Il solito dibattito sulla querelle del velo islamico, su cui centinaia di interventi sono già stati profusi da tutti i canali televisivi, ha trovato ieri un ulteriore spazio nel palinsesto di La7. Il merito va a Ferrara che ha dedicato al tema del “corpo” e del “burqa” l’intera puntata di Ottoemezzo. Già il titolo appare un tantino sensazionalista. Infatti, la trasmissione ruota attorno alla questione “vietare o non vietare alle donne islamiche in Italia di portare il velo”. Cosa c’entri il burqa resta un mistero. Se si fosse parlato di Afghanistan avrebbe avuto un senso un titolo sulle donne, il corpo e il burqa, ma nel nostro paese, qualcuno ne ha mai visto uno?

Il titolo purtroppo non è l’unico sproposito della trasmissione, che ha come protagoniste/i l’onorevole di AN Daniela Santanchè, l’eurodeputato Lega Nord Mario Borghezio, la giornalista algerina del quotidiano “Al Watan” , Nacera Benali e l’onorevole Paola Balducci dei Verdi. La confusione tra i termini burqa e nijab, fatta notare giustamente da Nacera Benali durante il programma, è una pecca di minor importanza rispetto all’elemento di fondo, su cui l’intera trasmissione si basa: {{l’arroganza con cui si pretende che a decidere del e per il corpo delle donne siano ancora degli uomini}}.

La libertà di opinione e di pensiero, certamente, deve garantire che ognun@ possa esprimere il proprio punto di vista, ma che uomini di differenti orientamenti culturali, politici o religiosi tentino perennemente – e spesso riescano anche – a imporre una qualsiasi legge che riguardi il corpo delle donne è qualcosa di inammissibile. Sentire Ferrara o Borghezio esprimersi in merito risulta del tutto inaccettabile. Che si tratti del velo, della 194, della fecondazione assistita o della violenza sulle donne {{c’è sempre un padre-padrone-prete a voler legiferare}}. Non vogliamo scadere nella retorica, ma la continua intromissione dei vari “lui” nelle questioni di genere, rende ben poco retoriche parole come “il corpo è mio e lo gestisco io”. Un vecchio slogan, è vero, ma a quanto pare per niente fuori luogo.

Nel corso di Ottoemezzo, la giornalista algerina Nacera Benali si ritiene d’accordo sul divieto di indossare il velo per le minorenni, ma tenta di far capire che {{per molte adulte il velo è una scelta e non un’imposizione}}. Non trova molto spazio il suo intervento, a cui si sovrappone Borghezio insistentemente, finché Ferrara battendo sul divieto di coprire il capo per le minorenni cerca di evidenziare come ci sia su questo punto un totale accordo con Santanchè. Il tentativo però fortunatamente non riesce e la giornalista algerina nega una sua vicinanza di posizioni con la deputata di AN, schierandosi più dalla parte dell’onorevole Balducci. L’onorevole dei Verdi parla infatti di dialogo più che di imposizione di regole.

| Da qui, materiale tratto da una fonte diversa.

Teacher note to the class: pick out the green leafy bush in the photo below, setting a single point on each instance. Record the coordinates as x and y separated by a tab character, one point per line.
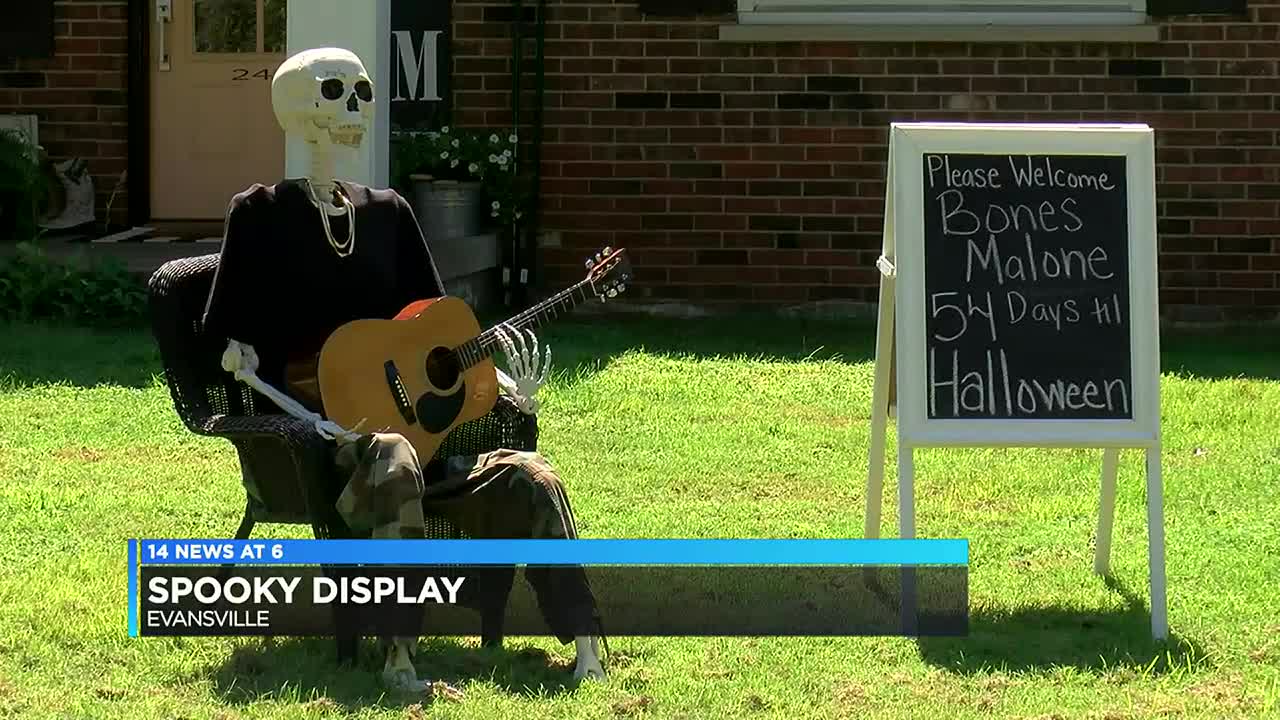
23	187
35	287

Infine, Santanchè dice di non ricordare che le donne italiane abbiamo mai coperto il capo. Qualcuna le ricorda che nelle nostre campagne fino a pochi anni fa era un’usanza molto diffusa, allora l’onorevole ribatte che quello indossato “dalle nostre nonne era in segno di modestia o per lutto” e nessuno glielo aveva di certo imposto. Quindi, prima dice di non aver memoria di donne italiane dal capo coperto e poi afferma con sicurezza che quelle che lo hanno portato non erano comunque state costrette da nessun uomo, come invece avviene nell’Islam.

L’ambivalenza non deve preoccupare, basta visitare il suo sito internet, per capire come la sua sia una dissonanza cognitiva di fondo. Nell’home page la sua immagine è di fatto divisa a metà: da una parte “la donna”, di colore rosa, da cui si può accedere a una specie di blog sulla sua vita privata stile Vanity Fair, fatta di casa e figli; cliccando, invece, sulla parte celeste, “il politico”, ci si inoltra nell’area dedicata alla sua carriera in AN.

Se{{ infrangere il confine tra sfera pubblica e sfera privata è stato una delle principali aspirazioni della cultura femminista}}, possiamo dire che l’onorevole marca chiaramente la sua lontananza da quelle terre, il che è forse anche nei suoi intenti. Ma sdoppiarsi in donna in rosa e in “politico” in azzurro è forse eccessivo, non serve arrivare a tanto per far capire che le proprie scelte politiche sono di fatto inconciliabili con le esigenze e le battaglie delle donne.